As contas não estão fáceis para ninguém. E Pedro Nuno Santos vem à Covilhã para convencer os indecisos. Sobretudo os reformados indecisos. Dê cá um abraço, homem. Vem focado em mostrar que a rua é dele. Quem o viu e quem o começa a ver nota as diferenças.
Pedro Nuno já sabe que tem de demorar-se mais para convencer. E para receber presentes. Na Covilhã, um livro sobre ioga e a imagem de um santinho. O candidato emociona-se com a história da mulher que lhe oferece o último. O filho dela morreu. E ele faz questão de voltar até ela, para se alongar no abraço. Os políticos também são humanos, os políticos também sentem a dor do outro.

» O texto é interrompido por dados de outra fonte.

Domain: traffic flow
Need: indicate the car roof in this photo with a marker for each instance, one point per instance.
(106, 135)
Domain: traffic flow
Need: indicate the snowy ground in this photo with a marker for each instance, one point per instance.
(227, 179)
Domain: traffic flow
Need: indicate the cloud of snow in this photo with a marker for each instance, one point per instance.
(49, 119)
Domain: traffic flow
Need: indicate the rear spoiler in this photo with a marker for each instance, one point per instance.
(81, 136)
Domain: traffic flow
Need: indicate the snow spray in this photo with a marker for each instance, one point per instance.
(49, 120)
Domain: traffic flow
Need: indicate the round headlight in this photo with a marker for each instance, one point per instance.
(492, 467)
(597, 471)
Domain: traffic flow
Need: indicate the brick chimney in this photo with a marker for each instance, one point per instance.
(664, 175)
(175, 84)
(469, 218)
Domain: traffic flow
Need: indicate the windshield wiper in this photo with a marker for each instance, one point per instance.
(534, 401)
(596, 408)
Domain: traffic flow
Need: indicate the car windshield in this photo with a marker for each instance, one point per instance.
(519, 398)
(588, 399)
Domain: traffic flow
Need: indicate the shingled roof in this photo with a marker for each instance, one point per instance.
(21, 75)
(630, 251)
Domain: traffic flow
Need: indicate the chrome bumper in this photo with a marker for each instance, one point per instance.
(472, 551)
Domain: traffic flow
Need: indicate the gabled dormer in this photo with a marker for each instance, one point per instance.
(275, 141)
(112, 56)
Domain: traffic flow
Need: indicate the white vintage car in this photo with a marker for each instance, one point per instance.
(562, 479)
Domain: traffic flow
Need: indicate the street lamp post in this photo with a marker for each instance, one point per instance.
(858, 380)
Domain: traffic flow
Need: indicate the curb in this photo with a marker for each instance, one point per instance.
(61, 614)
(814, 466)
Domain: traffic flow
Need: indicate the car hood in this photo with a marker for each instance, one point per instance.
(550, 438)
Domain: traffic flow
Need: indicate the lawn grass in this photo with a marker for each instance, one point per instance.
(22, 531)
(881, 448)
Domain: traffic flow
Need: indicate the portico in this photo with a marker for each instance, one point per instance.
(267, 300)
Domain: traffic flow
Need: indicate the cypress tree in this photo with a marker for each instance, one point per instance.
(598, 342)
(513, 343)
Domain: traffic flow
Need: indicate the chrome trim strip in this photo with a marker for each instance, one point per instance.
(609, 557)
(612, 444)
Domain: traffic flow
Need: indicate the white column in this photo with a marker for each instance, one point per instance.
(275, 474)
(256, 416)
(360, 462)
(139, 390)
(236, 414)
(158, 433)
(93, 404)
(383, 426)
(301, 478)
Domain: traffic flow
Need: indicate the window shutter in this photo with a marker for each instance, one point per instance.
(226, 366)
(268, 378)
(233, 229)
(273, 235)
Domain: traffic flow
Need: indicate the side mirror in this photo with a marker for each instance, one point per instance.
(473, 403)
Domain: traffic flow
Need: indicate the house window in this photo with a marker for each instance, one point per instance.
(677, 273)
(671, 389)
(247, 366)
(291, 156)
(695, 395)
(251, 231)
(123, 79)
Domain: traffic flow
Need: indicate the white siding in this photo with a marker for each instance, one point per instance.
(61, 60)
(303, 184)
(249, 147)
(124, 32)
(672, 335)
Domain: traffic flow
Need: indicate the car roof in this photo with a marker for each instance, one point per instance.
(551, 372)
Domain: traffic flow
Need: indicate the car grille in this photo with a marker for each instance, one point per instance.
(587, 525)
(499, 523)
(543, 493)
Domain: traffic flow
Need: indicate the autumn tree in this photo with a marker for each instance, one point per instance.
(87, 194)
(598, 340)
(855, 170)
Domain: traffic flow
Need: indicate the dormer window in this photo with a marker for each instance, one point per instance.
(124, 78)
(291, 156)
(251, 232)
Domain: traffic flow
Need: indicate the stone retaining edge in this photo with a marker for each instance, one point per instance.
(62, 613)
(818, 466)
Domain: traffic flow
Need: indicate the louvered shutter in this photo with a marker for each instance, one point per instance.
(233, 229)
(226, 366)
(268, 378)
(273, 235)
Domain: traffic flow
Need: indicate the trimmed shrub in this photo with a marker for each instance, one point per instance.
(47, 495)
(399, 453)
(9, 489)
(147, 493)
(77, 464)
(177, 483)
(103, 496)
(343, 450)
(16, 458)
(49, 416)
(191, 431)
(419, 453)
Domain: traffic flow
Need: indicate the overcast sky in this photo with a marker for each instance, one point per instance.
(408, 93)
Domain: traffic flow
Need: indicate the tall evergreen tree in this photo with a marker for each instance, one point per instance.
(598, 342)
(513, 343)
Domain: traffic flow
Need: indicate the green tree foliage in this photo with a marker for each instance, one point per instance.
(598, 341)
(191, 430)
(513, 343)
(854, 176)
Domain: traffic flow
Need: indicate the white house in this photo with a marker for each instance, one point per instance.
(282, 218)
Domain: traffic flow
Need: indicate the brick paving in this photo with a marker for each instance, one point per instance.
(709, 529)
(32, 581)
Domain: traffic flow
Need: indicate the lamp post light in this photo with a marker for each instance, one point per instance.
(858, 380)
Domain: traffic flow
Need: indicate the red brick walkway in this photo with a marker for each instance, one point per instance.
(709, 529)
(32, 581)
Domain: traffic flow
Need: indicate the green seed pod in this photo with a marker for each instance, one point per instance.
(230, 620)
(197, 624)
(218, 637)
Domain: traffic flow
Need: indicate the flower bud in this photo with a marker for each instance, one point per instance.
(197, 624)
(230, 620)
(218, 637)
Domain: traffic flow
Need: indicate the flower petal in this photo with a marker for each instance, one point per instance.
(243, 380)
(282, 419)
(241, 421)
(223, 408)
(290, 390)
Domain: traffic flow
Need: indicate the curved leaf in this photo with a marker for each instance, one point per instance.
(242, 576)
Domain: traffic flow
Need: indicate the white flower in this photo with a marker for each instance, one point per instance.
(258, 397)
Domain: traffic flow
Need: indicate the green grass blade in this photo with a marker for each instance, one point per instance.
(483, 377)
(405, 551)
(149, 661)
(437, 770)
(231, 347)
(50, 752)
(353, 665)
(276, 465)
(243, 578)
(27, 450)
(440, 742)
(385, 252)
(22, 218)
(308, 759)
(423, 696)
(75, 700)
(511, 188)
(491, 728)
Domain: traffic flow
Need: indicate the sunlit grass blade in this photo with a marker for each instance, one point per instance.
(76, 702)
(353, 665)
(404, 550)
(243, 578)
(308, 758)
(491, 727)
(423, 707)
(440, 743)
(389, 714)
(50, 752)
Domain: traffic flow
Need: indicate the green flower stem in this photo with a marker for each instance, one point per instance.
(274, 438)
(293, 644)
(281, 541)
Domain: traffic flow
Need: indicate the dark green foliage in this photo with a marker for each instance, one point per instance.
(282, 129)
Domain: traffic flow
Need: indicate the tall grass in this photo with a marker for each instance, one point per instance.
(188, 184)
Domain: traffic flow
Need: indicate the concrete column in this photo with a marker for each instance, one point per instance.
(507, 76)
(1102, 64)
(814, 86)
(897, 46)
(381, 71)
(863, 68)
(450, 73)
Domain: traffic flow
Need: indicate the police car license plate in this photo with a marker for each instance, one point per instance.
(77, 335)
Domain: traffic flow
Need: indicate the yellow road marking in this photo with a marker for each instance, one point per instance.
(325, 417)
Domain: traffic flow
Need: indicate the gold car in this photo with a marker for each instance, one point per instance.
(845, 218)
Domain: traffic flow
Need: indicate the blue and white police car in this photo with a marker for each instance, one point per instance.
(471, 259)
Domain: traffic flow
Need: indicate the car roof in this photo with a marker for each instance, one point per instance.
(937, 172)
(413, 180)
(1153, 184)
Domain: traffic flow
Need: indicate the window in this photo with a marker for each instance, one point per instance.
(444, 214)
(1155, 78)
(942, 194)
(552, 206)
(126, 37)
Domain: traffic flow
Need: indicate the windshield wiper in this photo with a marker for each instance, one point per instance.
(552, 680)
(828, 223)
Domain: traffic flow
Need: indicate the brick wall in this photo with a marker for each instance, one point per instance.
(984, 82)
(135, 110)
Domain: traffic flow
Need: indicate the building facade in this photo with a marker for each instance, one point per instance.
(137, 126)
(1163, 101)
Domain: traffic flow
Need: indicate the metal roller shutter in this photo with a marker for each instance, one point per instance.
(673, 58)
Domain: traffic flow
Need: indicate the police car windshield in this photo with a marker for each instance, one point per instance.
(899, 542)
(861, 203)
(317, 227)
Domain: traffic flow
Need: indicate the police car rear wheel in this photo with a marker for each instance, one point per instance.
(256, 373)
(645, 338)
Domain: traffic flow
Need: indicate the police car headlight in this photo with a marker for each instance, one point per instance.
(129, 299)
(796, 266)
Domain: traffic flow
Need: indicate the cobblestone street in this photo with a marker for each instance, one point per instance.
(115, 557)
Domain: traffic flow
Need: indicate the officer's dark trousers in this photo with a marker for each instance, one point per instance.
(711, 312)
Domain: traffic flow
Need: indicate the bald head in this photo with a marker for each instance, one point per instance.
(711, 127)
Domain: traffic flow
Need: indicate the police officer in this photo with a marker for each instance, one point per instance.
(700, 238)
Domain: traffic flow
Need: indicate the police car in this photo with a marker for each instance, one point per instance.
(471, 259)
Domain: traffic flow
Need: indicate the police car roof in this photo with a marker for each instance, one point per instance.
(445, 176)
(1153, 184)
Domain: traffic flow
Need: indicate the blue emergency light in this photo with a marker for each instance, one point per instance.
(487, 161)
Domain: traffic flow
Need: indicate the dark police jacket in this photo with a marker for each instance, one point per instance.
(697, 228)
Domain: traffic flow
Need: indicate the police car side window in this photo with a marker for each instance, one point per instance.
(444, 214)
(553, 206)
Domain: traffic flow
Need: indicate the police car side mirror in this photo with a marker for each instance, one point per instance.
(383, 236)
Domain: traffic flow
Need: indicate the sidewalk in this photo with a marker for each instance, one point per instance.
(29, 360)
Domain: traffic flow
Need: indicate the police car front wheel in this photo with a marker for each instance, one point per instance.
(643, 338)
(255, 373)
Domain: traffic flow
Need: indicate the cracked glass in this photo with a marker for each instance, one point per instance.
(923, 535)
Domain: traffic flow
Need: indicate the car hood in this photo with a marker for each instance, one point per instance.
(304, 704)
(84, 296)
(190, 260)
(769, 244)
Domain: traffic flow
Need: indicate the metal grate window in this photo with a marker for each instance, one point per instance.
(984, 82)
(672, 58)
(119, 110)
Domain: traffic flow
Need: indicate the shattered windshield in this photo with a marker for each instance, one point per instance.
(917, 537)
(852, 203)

Quem também percebe de fios é Fernanda Lino. De fios de cabelo. Para o serviço para um beijnho à porta a Pedro Nuno. "Estou convencidíssima. Disse-lhe só para se manter na linha dele". Que é como quem diz, sozinho, sem parceiros.
Mas hoje Pedro Nuno não segue sozinho. Tem banda. Caramba, a diferença que uma banda faz numa arruada. Ele já bate uma palma, ele já experimenta o bombo. Ele já arrisca num reco-reco. O som é tímido mas ambiciosa fazer a diferença. Faz lembrar o candidato. "É a música da vitória", diz ele.